What I use today (and why)

For now I’m using:

• OpenClaw built-in memory search: transparent markdown files + embeddings + local index (SQLite) with hybrid search (semantic + keyword).

It’s pragmatic: easy to operate, easy to audit, easy to repair, and good enough for ~80% of questions. The plan is to revisit graph memory after 1–2 months of stable usage and tighter discipline around what enters memory (otherwise a graph just structures chaos).

Bottlenecks and issues (what broke and how I fixed it)

• The LLM “described” actions instead of calling tools

  • Symptom: answers like “I would run command X” with no tool call visible in logs.

  • Impact: in the team channel it looked “smart” but nothing actually happened.

  • Fix: better tool-use model for the team agent + explicit instruction (“if you need a tool, call it, don’t describe it”) + a completion check (“done = output exists, not just steps”).

• Context overflow from large responses (APIs returning huge JSON)

  • Symptom: after a few interactions, session size grew to hundreds of KB; the agent became slow or stalled (Slack still looked “alive”).

  • Cause: large raw responses kept verbatim in context.

  • Fix: cap results (e.g., 25 items per query), aggressive summarization, avoid pasting raw JSON; watchdog clears sessions over a threshold (e.g., 500KB) + session expiry after 30 min of inactivity.

• Slack Socket Mode “silent” disconnects

  • Symptom: gateway reported “connected” but messages stopped arriving.

  • Fix: 5-minute watchdog checks for recent log activity; if no new logs within a window (e.g., 15 minutes), it triggers a controlled restart.

• Upgrade broke sessions / compatibility

  • Symptom: after an upgrade, conversations started hanging immediately.

  • Fix: rollback to the last stable version + version pinning; upgrades only after testing in a separate environment (staging) or during an accepted-risk window.

• HTTPS failed inside the sandbox (missing CA certs in slim images)

  • Symptom: HTTPS requests from the container failed with certificate errors.

  • Fix: install/copy CA certificates into the container and set environment variables where needed (e.g., SSL_CERT_FILE).

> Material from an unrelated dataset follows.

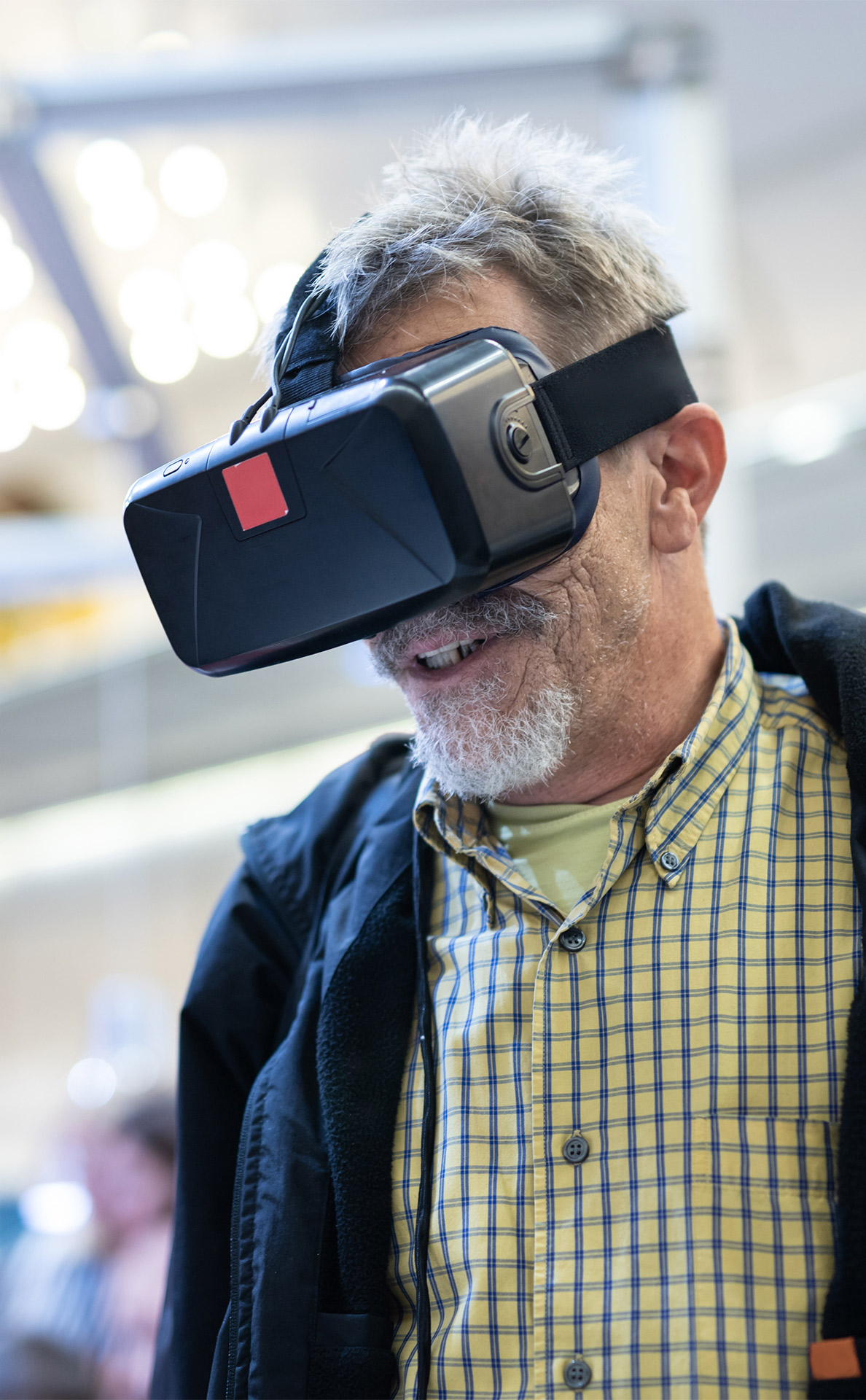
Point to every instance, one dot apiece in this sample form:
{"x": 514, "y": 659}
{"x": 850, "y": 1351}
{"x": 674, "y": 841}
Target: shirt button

• Environment variables didn’t reliably inject into the container

  • Symptom: commands worked sometimes, then returned 401/403 because env vars were missing.

  • Fix: explicit inline exports in commands + preflight checks in the sandbox (printenv) before sensitive calls.

• Built-in web_fetch didn’t support POST (Monday GraphQL)

  • Symptom: couldn’t call GraphQL endpoints with GET-only tooling.

  • Fix: static curl inside the sandbox and controlled POST calls.

Questions for others running agents for teams

1. How do you do shared memory across multiple people without turning it into chaos?

2. How do you manage permissions and write actions (confirmations, auditability, rollback)?

3. Self-hosted vs SaaS vs hybrid: what hit you the hardest in production?